The most common behavioral health CPT codes are 90837 (psychotherapy, 53+ minutes), 90834 (psychotherapy, 38–52 minutes), 90832 (psychotherapy, 16–37 minutes), 90791 (psychiatric diagnostic evaluation), and 90853 (group psychotherapy). The billed code must be supported by the actual face-to-face time documented in the session note — time documentation is required for audit defense.
SimplePractice generates electronic 837P transactions (the professional claim standard used in the United States), which are equivalent to the paper CMS-1500 form. Claims are submitted through the Waystar clearinghouse to enrolled payers. Electronic submission is faster and more reliable than paper claims; most commercial payers adjudicate electronic claims within 14–30 days.

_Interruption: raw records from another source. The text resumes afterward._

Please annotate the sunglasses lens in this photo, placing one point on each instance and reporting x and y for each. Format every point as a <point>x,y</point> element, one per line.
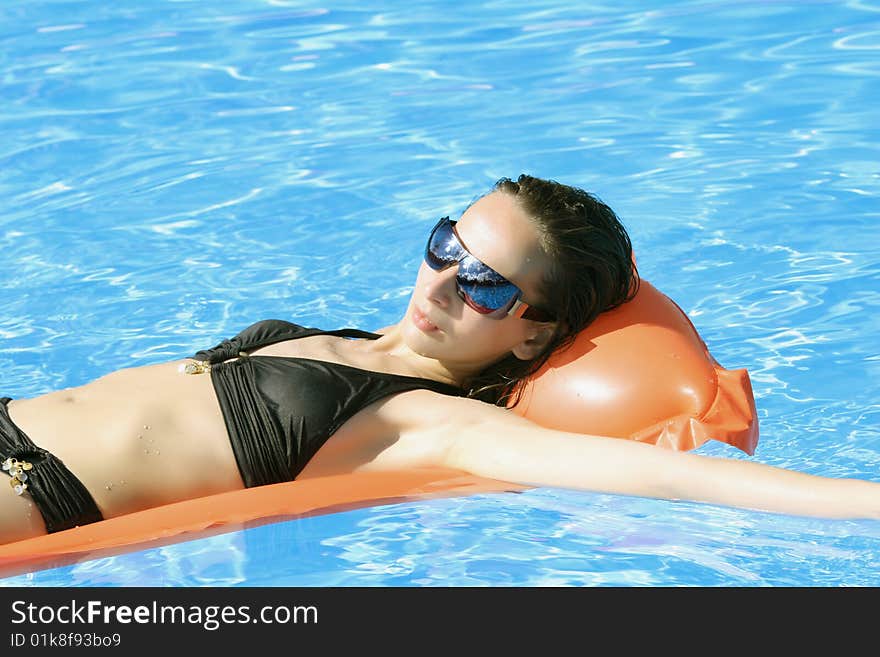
<point>484,289</point>
<point>443,249</point>
<point>480,287</point>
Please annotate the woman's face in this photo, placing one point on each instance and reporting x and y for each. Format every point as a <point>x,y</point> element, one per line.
<point>438,324</point>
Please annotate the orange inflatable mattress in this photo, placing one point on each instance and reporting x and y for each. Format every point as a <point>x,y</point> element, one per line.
<point>639,372</point>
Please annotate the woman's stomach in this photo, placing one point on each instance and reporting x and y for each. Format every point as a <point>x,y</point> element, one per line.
<point>136,438</point>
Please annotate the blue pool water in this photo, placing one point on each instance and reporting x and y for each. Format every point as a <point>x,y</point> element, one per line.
<point>172,171</point>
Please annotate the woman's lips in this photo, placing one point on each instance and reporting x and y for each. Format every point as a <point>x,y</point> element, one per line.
<point>422,323</point>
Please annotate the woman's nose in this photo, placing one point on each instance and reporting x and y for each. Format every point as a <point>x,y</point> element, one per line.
<point>440,286</point>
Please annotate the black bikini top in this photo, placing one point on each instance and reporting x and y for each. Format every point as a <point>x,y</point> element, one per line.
<point>280,410</point>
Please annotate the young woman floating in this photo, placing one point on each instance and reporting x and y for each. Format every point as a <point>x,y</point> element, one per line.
<point>519,275</point>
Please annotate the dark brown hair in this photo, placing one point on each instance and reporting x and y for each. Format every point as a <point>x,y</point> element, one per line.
<point>592,272</point>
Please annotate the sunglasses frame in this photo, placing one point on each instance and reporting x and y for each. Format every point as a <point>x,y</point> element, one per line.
<point>518,308</point>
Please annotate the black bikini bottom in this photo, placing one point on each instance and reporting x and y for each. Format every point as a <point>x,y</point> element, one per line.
<point>61,498</point>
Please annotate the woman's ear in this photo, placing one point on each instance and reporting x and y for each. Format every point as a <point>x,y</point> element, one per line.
<point>539,338</point>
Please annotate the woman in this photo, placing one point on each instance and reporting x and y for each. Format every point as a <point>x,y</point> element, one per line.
<point>526,268</point>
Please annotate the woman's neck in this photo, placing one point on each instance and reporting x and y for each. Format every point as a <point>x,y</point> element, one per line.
<point>393,346</point>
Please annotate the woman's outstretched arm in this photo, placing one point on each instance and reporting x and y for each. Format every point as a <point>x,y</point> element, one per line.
<point>497,444</point>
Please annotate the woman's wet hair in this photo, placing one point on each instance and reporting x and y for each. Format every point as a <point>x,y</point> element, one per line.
<point>593,271</point>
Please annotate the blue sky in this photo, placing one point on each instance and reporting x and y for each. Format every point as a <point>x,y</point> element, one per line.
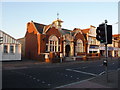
<point>15,15</point>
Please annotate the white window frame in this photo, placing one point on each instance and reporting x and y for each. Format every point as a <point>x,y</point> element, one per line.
<point>79,46</point>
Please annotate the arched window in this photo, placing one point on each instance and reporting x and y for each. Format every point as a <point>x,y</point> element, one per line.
<point>53,44</point>
<point>79,47</point>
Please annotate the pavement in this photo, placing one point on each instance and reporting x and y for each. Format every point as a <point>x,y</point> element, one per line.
<point>98,82</point>
<point>94,82</point>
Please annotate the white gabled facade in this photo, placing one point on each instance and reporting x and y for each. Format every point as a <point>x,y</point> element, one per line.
<point>10,48</point>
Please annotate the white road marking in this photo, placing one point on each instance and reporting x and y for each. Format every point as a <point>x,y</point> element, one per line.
<point>101,65</point>
<point>49,84</point>
<point>75,83</point>
<point>38,80</point>
<point>43,82</point>
<point>118,69</point>
<point>34,78</point>
<point>84,67</point>
<point>102,73</point>
<point>82,72</point>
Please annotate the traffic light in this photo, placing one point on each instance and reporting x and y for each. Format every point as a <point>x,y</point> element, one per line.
<point>1,39</point>
<point>100,36</point>
<point>109,34</point>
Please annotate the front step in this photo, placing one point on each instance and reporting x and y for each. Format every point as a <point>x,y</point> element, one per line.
<point>70,58</point>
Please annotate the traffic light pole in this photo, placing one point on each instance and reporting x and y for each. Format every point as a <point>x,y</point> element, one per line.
<point>106,50</point>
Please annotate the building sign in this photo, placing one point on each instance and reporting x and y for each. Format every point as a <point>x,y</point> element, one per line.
<point>94,47</point>
<point>110,48</point>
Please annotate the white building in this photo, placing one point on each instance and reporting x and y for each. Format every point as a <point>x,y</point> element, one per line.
<point>10,48</point>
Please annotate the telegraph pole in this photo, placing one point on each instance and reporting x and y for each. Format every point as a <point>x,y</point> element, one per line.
<point>104,35</point>
<point>106,50</point>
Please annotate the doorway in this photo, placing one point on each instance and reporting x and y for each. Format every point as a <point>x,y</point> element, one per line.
<point>67,50</point>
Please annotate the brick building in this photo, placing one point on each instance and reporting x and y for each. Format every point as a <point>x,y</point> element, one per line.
<point>10,48</point>
<point>41,40</point>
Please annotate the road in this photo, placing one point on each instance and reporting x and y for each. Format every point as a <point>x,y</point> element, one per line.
<point>37,75</point>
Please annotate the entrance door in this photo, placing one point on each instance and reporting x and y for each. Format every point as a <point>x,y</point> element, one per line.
<point>67,50</point>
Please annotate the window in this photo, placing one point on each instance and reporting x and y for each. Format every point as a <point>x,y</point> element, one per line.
<point>79,47</point>
<point>11,49</point>
<point>53,44</point>
<point>5,49</point>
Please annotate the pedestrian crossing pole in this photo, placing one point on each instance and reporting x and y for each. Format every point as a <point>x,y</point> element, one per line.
<point>106,50</point>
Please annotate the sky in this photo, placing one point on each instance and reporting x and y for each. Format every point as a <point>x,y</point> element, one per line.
<point>15,15</point>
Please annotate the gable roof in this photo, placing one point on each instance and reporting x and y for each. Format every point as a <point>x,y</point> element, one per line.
<point>39,27</point>
<point>85,30</point>
<point>64,31</point>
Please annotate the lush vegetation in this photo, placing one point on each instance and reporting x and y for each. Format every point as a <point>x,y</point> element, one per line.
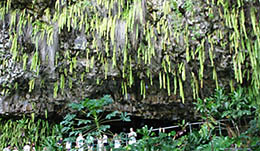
<point>228,120</point>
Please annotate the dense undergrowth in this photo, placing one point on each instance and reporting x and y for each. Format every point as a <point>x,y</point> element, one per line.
<point>227,121</point>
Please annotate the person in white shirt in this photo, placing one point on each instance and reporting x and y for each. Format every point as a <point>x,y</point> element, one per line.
<point>117,143</point>
<point>68,146</point>
<point>132,136</point>
<point>15,149</point>
<point>27,147</point>
<point>8,148</point>
<point>105,142</point>
<point>100,143</point>
<point>80,142</point>
<point>90,141</point>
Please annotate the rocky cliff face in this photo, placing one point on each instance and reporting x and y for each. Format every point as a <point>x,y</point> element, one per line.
<point>153,57</point>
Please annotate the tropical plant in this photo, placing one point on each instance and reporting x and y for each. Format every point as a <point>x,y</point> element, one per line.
<point>91,118</point>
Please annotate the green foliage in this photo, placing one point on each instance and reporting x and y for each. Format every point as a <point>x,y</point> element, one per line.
<point>19,132</point>
<point>147,32</point>
<point>90,120</point>
<point>234,105</point>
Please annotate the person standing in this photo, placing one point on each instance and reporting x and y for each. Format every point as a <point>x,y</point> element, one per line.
<point>100,143</point>
<point>27,147</point>
<point>90,142</point>
<point>8,148</point>
<point>80,142</point>
<point>68,146</point>
<point>117,143</point>
<point>15,149</point>
<point>132,136</point>
<point>105,142</point>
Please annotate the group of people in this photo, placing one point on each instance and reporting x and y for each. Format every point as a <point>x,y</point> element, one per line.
<point>27,147</point>
<point>100,143</point>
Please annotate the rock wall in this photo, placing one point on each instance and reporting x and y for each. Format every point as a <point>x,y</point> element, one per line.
<point>192,52</point>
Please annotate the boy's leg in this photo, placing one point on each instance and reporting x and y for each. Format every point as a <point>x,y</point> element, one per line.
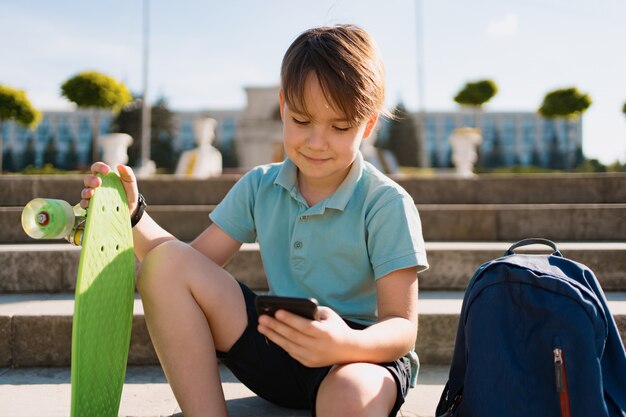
<point>192,307</point>
<point>358,389</point>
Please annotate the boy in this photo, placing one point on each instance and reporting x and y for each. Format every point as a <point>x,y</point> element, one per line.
<point>329,226</point>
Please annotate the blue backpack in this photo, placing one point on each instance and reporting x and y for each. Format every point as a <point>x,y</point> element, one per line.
<point>535,338</point>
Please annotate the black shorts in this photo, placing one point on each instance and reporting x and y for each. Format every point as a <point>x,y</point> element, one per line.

A rejection means the claim failed clearinghouse or payer edits before adjudication — it never reached the payment determination stage. Common rejection causes include invalid NPI, mismatched member ID, or missing required fields. A denial means the claim was adjudicated but the payer declined payment. Rejections require correction and resubmission; denials require review of the CARC/RARC reason code and either a corrected claim or a formal appeal.
From the Billing dashboard, open the denied claim and review the denial reason code. Correct the applicable field (modifier, authorization number, diagnosis code, etc.) and resubmit through SimplePractice. For medical necessity denials (CO-50) or coordination of benefits disputes, submit a formal appeal directly to the payer with supporting clinical documentation. Always resubmit or appeal before the payer's timely filing window expires.
SimplePractice can submit claims to Medicare Advantage plans through Waystar. Billing directly to Traditional Medicare Part B requires EDI enrollment with your regional MAC (Medicare Administrative Contractor). Once enrolled, claims route through SimplePractice/Waystar the same way as commercial claims. Confirm enrollment status in Settings > Insurance > Payer List before submitting Medicare claims to avoid rejected claims.